A few years ago, I started a painting about vampire bats. The end product looked like a psychedelic cartoon of pink gremlins in an apocalyptic candyland. I very quickly despised everything about it and rolled it up to be banished under the couch, a gift to the dust, never to be seen again.
Some days, my work flows through me like casual conversation. I make the right decisions without distinctly deciding anything at all. Then, there are the days, like with my vampire bats, when I look at my painting and see a complete stranger; where an intricately laid thin line turns into a lightning strike fracturing my piece in two, or a beautifully textured wash, that took hours, dissolves into a flat aimless smear. Or worse, when the meaning of my piece that seemed so thought-out does not come through at all, leaving a boring, random animal painting: vampire bats.
Wasted time, unaccomplished, distracted, unable, delusional, untalented, subpar — the negativity born from perceived “mistakes” can crumble the delicate momentum of the creative process.
When I come to these moments of frustration over my creative mistakes and I am reminded of Pandas — the bamboo-eating, cow-spotted, fat, fluffy, notoriously cute six-fingered bears. Yes, four fingers and two thumbs (one opposable like ours and one stagnant like other bears) for a total of six fingers.

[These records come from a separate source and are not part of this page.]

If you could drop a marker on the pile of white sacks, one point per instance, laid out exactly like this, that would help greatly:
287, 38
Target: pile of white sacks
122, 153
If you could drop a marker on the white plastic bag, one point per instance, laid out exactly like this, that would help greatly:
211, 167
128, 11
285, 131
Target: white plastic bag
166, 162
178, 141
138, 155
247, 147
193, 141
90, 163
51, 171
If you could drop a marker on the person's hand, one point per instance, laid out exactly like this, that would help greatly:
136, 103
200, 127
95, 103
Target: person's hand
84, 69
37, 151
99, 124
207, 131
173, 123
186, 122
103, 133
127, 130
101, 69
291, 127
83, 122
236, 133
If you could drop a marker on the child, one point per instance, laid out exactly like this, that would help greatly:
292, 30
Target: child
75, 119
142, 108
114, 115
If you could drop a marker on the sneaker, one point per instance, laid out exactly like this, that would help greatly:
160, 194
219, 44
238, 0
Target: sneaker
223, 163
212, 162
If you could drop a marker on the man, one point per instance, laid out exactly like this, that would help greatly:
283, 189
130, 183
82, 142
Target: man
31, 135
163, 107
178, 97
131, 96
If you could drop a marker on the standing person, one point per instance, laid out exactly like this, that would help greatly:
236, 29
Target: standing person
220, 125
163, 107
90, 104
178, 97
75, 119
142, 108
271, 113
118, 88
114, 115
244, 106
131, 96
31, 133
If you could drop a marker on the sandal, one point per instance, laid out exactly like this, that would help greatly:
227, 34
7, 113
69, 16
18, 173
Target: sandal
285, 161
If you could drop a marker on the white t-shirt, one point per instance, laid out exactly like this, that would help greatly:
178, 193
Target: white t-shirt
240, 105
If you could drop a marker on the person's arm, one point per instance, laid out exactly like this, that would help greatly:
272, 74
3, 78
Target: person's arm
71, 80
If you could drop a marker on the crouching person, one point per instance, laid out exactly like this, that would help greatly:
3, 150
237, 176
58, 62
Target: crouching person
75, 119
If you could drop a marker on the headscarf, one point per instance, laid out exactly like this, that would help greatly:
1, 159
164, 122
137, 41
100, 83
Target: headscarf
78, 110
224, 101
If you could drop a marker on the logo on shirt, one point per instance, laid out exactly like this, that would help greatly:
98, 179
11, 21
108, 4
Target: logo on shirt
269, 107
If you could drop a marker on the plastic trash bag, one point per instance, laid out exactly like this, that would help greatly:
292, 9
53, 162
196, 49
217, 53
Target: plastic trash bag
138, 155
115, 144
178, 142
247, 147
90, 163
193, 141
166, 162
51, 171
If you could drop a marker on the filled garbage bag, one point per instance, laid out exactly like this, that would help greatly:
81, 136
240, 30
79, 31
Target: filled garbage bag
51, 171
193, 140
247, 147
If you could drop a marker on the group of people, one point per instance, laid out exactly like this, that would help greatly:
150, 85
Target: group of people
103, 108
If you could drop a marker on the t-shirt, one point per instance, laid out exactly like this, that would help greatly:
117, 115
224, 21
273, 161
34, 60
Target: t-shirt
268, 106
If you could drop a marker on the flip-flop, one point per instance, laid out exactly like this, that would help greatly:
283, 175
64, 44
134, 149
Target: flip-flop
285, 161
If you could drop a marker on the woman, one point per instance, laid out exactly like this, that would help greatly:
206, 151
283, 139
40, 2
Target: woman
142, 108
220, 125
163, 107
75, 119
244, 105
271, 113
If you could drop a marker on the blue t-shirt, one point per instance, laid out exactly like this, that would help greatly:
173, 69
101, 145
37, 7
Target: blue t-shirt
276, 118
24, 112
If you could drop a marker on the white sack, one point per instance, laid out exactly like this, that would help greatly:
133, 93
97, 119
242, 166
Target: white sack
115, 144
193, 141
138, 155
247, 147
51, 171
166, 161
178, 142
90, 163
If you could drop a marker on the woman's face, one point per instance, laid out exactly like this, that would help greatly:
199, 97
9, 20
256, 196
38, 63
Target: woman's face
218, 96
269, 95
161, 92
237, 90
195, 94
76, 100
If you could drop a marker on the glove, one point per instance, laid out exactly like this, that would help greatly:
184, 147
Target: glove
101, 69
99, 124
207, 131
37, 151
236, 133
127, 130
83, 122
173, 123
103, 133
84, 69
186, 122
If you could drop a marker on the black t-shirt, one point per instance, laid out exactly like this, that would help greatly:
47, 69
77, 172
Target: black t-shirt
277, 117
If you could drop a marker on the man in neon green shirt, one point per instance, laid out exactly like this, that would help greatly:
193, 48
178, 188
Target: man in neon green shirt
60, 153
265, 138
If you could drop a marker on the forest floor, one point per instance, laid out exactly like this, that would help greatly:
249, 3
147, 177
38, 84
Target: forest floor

This funny little Panda fact baffled scientists for a long time, until a comprehensive study on Panda anatomy was done only to find out that one of the thumbs was not a thumb at all, but an extension of the wrist bone that had grown to be so big and muscular that it acted and moved like an opposable thumb.
Our own sacred opposable thumb that we hold at such high esteem as a distinctive trait in our dominance, was recreated by a Panda’s wrist bone so it can eat bamboo faster. Why did the Panda not evolve to make the already existing thumb, opposable? Why not evolve another thumb bone altogether? While it may go against all logic, the wrist-thumb works. And in times when I look at my work and the self critic in me gets up in arms, I have to remember the many paths to finding a viable solution.
Its not “the best”, “the worst”, “right” or “wrong”; its a non-stop, improvised process that flows slowly with time, stretching, struggling, and twisting down a jury-rigged path.
You may see a mutation, but give it time, and it could lead to best thing you’ve ever created.
My anger over the vampire bat painting is over. Yes, it is still rolled up, but in my studio now and I occasionally take it out and look at it with admiration. I think about it without a grimace on my face, considering each awkward brushstroke as a step that bridges my past work to my current and future work. We’ll all experience deviations, mess-ups, break-ups, regrettable words, and embarrassing paintings. These bumps in our lives can be disgraced as unwanted mutations, unorthodox and shameful, or be highlighted and accepted as a new change, a chance to evolve and create something greater.